1) Have a dashboard that is aligned to be meaningful to whoever is looking at it.
2) There may be different stakeholders reviewing the dashboard, thus may need a permissioned, and personalized dashboard for the different stakeholders. Case is point is that a practitioner may want to have the internal metrics on one part of the dashboard, while presenting the external metrics on the other part of the dashboard.
3) One often has a baseline on what the stakeholders want and what they are looking at to represent what they want, and there may need to be changes to the data presented to ensure that they stakeholders are reviewing what is important to their business. Often times, the tech teams are so hung up on what they think is important, that they only have half of the story is being told, and there is extra or dependent information that must be in context to tell the whole story.
4) After interviewing the business team, and the business-tech translation team, then the actual needs of the report become unveiled, and the tech team can begin to make provisions to create that report on a reliable basis for leadership to review.
5) Many times, the reports do not add value, and thus go unreviewed, and sorry to say, but even though an entire team may spend the entire week generating that report, at times, it is only reviewed for a minute or not at all by the business executives.
6) My view is the aesthetics of the report are not as valuable as the ability to tell a message with the data.
Telling the message with the data actually takes a lot of hard work understanding the goals of the executive, and the variety of political context that they executive may be under.
7) Designing and populating a dashboard to drive decisions is key and the aforementioned items help to contextualize the importance of the various components of the dashboards.

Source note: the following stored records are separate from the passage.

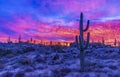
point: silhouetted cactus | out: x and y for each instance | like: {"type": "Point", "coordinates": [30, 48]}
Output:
{"type": "Point", "coordinates": [115, 42]}
{"type": "Point", "coordinates": [9, 40]}
{"type": "Point", "coordinates": [81, 43]}
{"type": "Point", "coordinates": [19, 39]}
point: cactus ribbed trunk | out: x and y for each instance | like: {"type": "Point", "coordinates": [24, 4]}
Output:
{"type": "Point", "coordinates": [81, 44]}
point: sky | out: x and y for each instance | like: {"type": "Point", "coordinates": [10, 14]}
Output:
{"type": "Point", "coordinates": [59, 19]}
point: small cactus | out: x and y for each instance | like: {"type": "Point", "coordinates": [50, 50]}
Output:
{"type": "Point", "coordinates": [81, 44]}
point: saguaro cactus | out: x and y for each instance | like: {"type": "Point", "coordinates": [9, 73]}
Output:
{"type": "Point", "coordinates": [19, 39]}
{"type": "Point", "coordinates": [81, 43]}
{"type": "Point", "coordinates": [9, 41]}
{"type": "Point", "coordinates": [103, 41]}
{"type": "Point", "coordinates": [115, 42]}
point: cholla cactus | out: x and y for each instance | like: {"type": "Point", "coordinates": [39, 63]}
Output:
{"type": "Point", "coordinates": [81, 43]}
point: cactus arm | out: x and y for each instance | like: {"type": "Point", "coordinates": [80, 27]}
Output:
{"type": "Point", "coordinates": [87, 42]}
{"type": "Point", "coordinates": [77, 42]}
{"type": "Point", "coordinates": [87, 26]}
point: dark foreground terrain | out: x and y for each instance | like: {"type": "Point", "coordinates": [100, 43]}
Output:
{"type": "Point", "coordinates": [29, 60]}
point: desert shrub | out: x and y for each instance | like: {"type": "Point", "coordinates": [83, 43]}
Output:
{"type": "Point", "coordinates": [40, 58]}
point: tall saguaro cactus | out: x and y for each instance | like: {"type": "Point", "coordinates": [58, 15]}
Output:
{"type": "Point", "coordinates": [81, 43]}
{"type": "Point", "coordinates": [19, 39]}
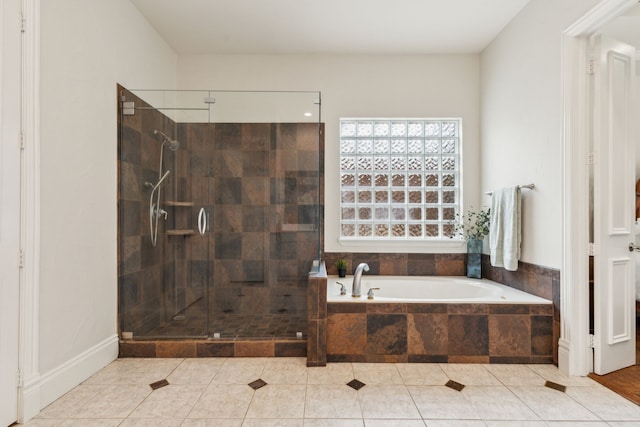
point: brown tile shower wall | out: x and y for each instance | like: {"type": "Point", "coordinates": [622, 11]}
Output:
{"type": "Point", "coordinates": [538, 327]}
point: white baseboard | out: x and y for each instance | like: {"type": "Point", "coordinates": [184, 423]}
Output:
{"type": "Point", "coordinates": [48, 387]}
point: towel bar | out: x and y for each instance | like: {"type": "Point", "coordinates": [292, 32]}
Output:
{"type": "Point", "coordinates": [529, 186]}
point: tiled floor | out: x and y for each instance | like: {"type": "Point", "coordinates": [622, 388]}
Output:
{"type": "Point", "coordinates": [215, 392]}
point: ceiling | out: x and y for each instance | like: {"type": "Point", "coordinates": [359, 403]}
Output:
{"type": "Point", "coordinates": [328, 26]}
{"type": "Point", "coordinates": [626, 27]}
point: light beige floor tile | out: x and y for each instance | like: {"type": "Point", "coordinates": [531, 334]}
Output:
{"type": "Point", "coordinates": [134, 371]}
{"type": "Point", "coordinates": [580, 424]}
{"type": "Point", "coordinates": [422, 374]}
{"type": "Point", "coordinates": [515, 375]}
{"type": "Point", "coordinates": [333, 373]}
{"type": "Point", "coordinates": [239, 371]}
{"type": "Point", "coordinates": [394, 423]}
{"type": "Point", "coordinates": [552, 405]}
{"type": "Point", "coordinates": [172, 401]}
{"type": "Point", "coordinates": [497, 403]}
{"type": "Point", "coordinates": [211, 422]}
{"type": "Point", "coordinates": [151, 422]}
{"type": "Point", "coordinates": [272, 423]}
{"type": "Point", "coordinates": [511, 423]}
{"type": "Point", "coordinates": [387, 401]}
{"type": "Point", "coordinates": [331, 401]}
{"type": "Point", "coordinates": [278, 401]}
{"type": "Point", "coordinates": [66, 405]}
{"type": "Point", "coordinates": [605, 403]}
{"type": "Point", "coordinates": [469, 374]}
{"type": "Point", "coordinates": [456, 423]}
{"type": "Point", "coordinates": [223, 401]}
{"type": "Point", "coordinates": [377, 373]}
{"type": "Point", "coordinates": [196, 371]}
{"type": "Point", "coordinates": [92, 423]}
{"type": "Point", "coordinates": [440, 402]}
{"type": "Point", "coordinates": [115, 401]}
{"type": "Point", "coordinates": [333, 422]}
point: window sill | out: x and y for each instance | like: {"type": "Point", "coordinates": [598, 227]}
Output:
{"type": "Point", "coordinates": [410, 246]}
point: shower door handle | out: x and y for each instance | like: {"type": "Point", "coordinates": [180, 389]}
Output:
{"type": "Point", "coordinates": [202, 221]}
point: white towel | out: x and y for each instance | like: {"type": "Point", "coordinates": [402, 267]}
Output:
{"type": "Point", "coordinates": [504, 229]}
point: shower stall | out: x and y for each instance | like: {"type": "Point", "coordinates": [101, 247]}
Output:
{"type": "Point", "coordinates": [219, 212]}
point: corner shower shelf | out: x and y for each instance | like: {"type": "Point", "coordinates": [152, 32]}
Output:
{"type": "Point", "coordinates": [180, 232]}
{"type": "Point", "coordinates": [175, 203]}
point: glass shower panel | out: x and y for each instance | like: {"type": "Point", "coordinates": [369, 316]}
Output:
{"type": "Point", "coordinates": [163, 181]}
{"type": "Point", "coordinates": [220, 212]}
{"type": "Point", "coordinates": [265, 156]}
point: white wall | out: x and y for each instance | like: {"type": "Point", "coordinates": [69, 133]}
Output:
{"type": "Point", "coordinates": [522, 120]}
{"type": "Point", "coordinates": [87, 46]}
{"type": "Point", "coordinates": [357, 86]}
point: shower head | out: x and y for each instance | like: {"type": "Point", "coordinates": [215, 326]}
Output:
{"type": "Point", "coordinates": [173, 143]}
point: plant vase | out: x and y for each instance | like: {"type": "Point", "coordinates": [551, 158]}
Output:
{"type": "Point", "coordinates": [474, 258]}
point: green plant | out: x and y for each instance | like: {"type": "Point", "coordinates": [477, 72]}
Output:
{"type": "Point", "coordinates": [341, 264]}
{"type": "Point", "coordinates": [474, 224]}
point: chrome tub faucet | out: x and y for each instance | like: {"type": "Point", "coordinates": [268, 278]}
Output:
{"type": "Point", "coordinates": [357, 277]}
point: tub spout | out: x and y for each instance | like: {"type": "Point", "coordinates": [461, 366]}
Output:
{"type": "Point", "coordinates": [357, 277]}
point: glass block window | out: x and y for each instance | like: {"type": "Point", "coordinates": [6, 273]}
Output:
{"type": "Point", "coordinates": [399, 178]}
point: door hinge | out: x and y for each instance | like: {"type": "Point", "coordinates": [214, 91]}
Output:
{"type": "Point", "coordinates": [20, 378]}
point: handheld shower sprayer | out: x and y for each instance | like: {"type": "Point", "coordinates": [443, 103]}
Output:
{"type": "Point", "coordinates": [173, 143]}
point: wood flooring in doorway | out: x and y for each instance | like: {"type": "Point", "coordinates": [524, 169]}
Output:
{"type": "Point", "coordinates": [625, 382]}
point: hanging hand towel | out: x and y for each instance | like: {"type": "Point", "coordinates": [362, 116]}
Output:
{"type": "Point", "coordinates": [504, 229]}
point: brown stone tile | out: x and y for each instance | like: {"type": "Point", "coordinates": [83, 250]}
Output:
{"type": "Point", "coordinates": [509, 335]}
{"type": "Point", "coordinates": [387, 334]}
{"type": "Point", "coordinates": [387, 358]}
{"type": "Point", "coordinates": [346, 333]}
{"type": "Point", "coordinates": [468, 335]}
{"type": "Point", "coordinates": [346, 307]}
{"type": "Point", "coordinates": [541, 335]}
{"type": "Point", "coordinates": [541, 309]}
{"type": "Point", "coordinates": [428, 358]}
{"type": "Point", "coordinates": [312, 298]}
{"type": "Point", "coordinates": [450, 264]}
{"type": "Point", "coordinates": [427, 334]}
{"type": "Point", "coordinates": [393, 265]}
{"type": "Point", "coordinates": [386, 308]}
{"type": "Point", "coordinates": [254, 349]}
{"type": "Point", "coordinates": [176, 349]}
{"type": "Point", "coordinates": [137, 349]}
{"type": "Point", "coordinates": [421, 264]}
{"type": "Point", "coordinates": [508, 309]}
{"type": "Point", "coordinates": [291, 349]}
{"type": "Point", "coordinates": [215, 349]}
{"type": "Point", "coordinates": [358, 358]}
{"type": "Point", "coordinates": [468, 308]}
{"type": "Point", "coordinates": [468, 359]}
{"type": "Point", "coordinates": [427, 308]}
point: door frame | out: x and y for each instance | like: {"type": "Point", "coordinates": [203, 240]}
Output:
{"type": "Point", "coordinates": [574, 349]}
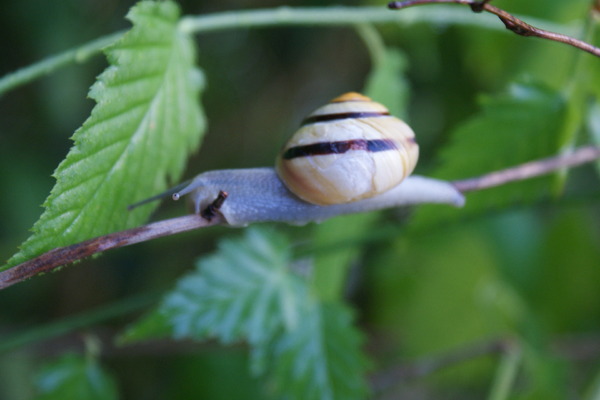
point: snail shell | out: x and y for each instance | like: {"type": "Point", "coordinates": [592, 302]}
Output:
{"type": "Point", "coordinates": [347, 150]}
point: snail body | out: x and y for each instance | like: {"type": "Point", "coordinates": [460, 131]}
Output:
{"type": "Point", "coordinates": [349, 156]}
{"type": "Point", "coordinates": [347, 150]}
{"type": "Point", "coordinates": [258, 195]}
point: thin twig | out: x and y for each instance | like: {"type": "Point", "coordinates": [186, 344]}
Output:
{"type": "Point", "coordinates": [425, 366]}
{"type": "Point", "coordinates": [511, 22]}
{"type": "Point", "coordinates": [65, 255]}
{"type": "Point", "coordinates": [529, 170]}
{"type": "Point", "coordinates": [244, 19]}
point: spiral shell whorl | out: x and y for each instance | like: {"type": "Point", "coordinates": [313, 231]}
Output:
{"type": "Point", "coordinates": [347, 150]}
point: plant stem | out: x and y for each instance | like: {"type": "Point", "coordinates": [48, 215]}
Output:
{"type": "Point", "coordinates": [506, 373]}
{"type": "Point", "coordinates": [282, 16]}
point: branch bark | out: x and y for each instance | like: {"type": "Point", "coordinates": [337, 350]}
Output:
{"type": "Point", "coordinates": [511, 22]}
{"type": "Point", "coordinates": [64, 255]}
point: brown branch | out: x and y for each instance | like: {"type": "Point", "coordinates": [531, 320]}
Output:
{"type": "Point", "coordinates": [425, 366]}
{"type": "Point", "coordinates": [529, 170]}
{"type": "Point", "coordinates": [64, 255]}
{"type": "Point", "coordinates": [511, 22]}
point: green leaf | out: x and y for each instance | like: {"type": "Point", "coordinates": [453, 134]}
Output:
{"type": "Point", "coordinates": [386, 83]}
{"type": "Point", "coordinates": [524, 124]}
{"type": "Point", "coordinates": [75, 377]}
{"type": "Point", "coordinates": [593, 126]}
{"type": "Point", "coordinates": [247, 291]}
{"type": "Point", "coordinates": [320, 359]}
{"type": "Point", "coordinates": [146, 120]}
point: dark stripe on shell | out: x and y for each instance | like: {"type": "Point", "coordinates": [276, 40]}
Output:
{"type": "Point", "coordinates": [324, 148]}
{"type": "Point", "coordinates": [335, 117]}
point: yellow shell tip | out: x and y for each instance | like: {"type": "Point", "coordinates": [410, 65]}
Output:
{"type": "Point", "coordinates": [350, 96]}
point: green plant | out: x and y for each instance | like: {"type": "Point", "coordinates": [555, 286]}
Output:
{"type": "Point", "coordinates": [433, 280]}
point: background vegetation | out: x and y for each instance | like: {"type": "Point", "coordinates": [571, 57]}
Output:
{"type": "Point", "coordinates": [502, 296]}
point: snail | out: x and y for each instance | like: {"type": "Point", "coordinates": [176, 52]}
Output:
{"type": "Point", "coordinates": [348, 156]}
{"type": "Point", "coordinates": [347, 150]}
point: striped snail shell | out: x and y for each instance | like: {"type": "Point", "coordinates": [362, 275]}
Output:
{"type": "Point", "coordinates": [347, 150]}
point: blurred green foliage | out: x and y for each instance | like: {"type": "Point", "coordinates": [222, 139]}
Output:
{"type": "Point", "coordinates": [526, 272]}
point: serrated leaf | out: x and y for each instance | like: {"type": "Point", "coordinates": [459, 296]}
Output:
{"type": "Point", "coordinates": [524, 124]}
{"type": "Point", "coordinates": [244, 291]}
{"type": "Point", "coordinates": [146, 120]}
{"type": "Point", "coordinates": [247, 291]}
{"type": "Point", "coordinates": [75, 377]}
{"type": "Point", "coordinates": [320, 359]}
{"type": "Point", "coordinates": [386, 84]}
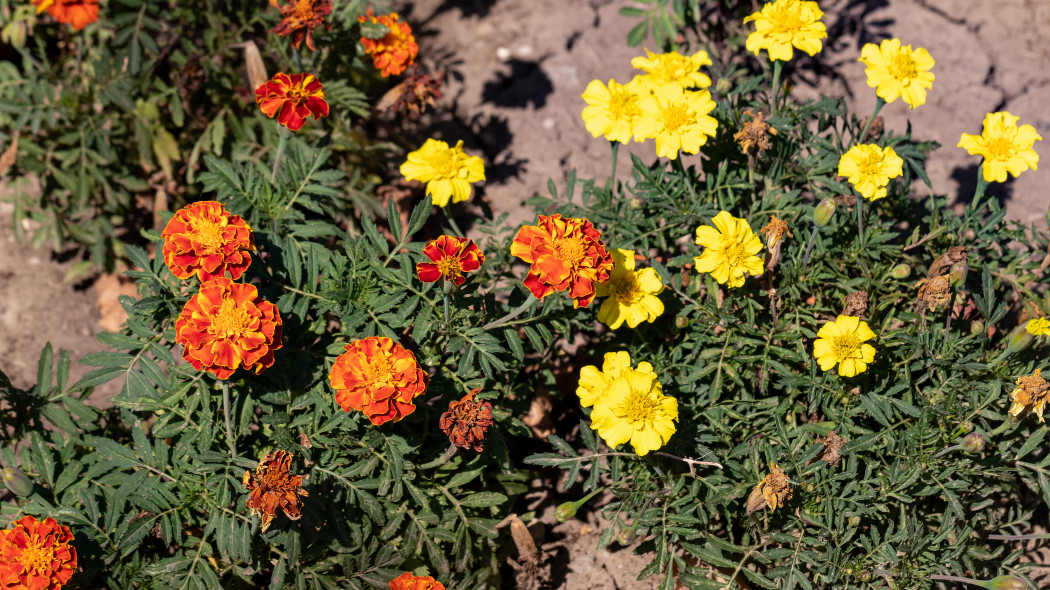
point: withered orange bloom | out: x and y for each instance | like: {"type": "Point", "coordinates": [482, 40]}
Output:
{"type": "Point", "coordinates": [377, 376]}
{"type": "Point", "coordinates": [410, 582]}
{"type": "Point", "coordinates": [205, 239]}
{"type": "Point", "coordinates": [299, 18]}
{"type": "Point", "coordinates": [227, 325]}
{"type": "Point", "coordinates": [450, 257]}
{"type": "Point", "coordinates": [393, 53]}
{"type": "Point", "coordinates": [75, 13]}
{"type": "Point", "coordinates": [272, 486]}
{"type": "Point", "coordinates": [566, 254]}
{"type": "Point", "coordinates": [292, 98]}
{"type": "Point", "coordinates": [36, 554]}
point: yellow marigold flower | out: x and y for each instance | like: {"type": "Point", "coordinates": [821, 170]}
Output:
{"type": "Point", "coordinates": [632, 295]}
{"type": "Point", "coordinates": [1005, 147]}
{"type": "Point", "coordinates": [1031, 393]}
{"type": "Point", "coordinates": [841, 342]}
{"type": "Point", "coordinates": [784, 24]}
{"type": "Point", "coordinates": [633, 408]}
{"type": "Point", "coordinates": [896, 70]}
{"type": "Point", "coordinates": [676, 119]}
{"type": "Point", "coordinates": [612, 110]}
{"type": "Point", "coordinates": [729, 251]}
{"type": "Point", "coordinates": [674, 68]}
{"type": "Point", "coordinates": [447, 171]}
{"type": "Point", "coordinates": [868, 168]}
{"type": "Point", "coordinates": [594, 382]}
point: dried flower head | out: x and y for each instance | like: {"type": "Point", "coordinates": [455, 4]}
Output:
{"type": "Point", "coordinates": [466, 421]}
{"type": "Point", "coordinates": [272, 486]}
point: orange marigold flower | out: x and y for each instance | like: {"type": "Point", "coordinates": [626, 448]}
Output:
{"type": "Point", "coordinates": [205, 239]}
{"type": "Point", "coordinates": [273, 487]}
{"type": "Point", "coordinates": [299, 18]}
{"type": "Point", "coordinates": [449, 258]}
{"type": "Point", "coordinates": [566, 254]}
{"type": "Point", "coordinates": [410, 582]}
{"type": "Point", "coordinates": [227, 325]}
{"type": "Point", "coordinates": [36, 554]}
{"type": "Point", "coordinates": [76, 13]}
{"type": "Point", "coordinates": [393, 53]}
{"type": "Point", "coordinates": [377, 376]}
{"type": "Point", "coordinates": [292, 98]}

8) There are various tools that do a good job of fetching the data and summarizing it into the valuable formats that the data provides so that the executives are able to make better decisions after reviewing the data.
I trust that this blog has provided a bit of insight into using dashboard to measure what matters and ensuring that the dashboards have the right data and format to support the right messages that ultimately lead to the most effective decisions being made with the data on those dashboards.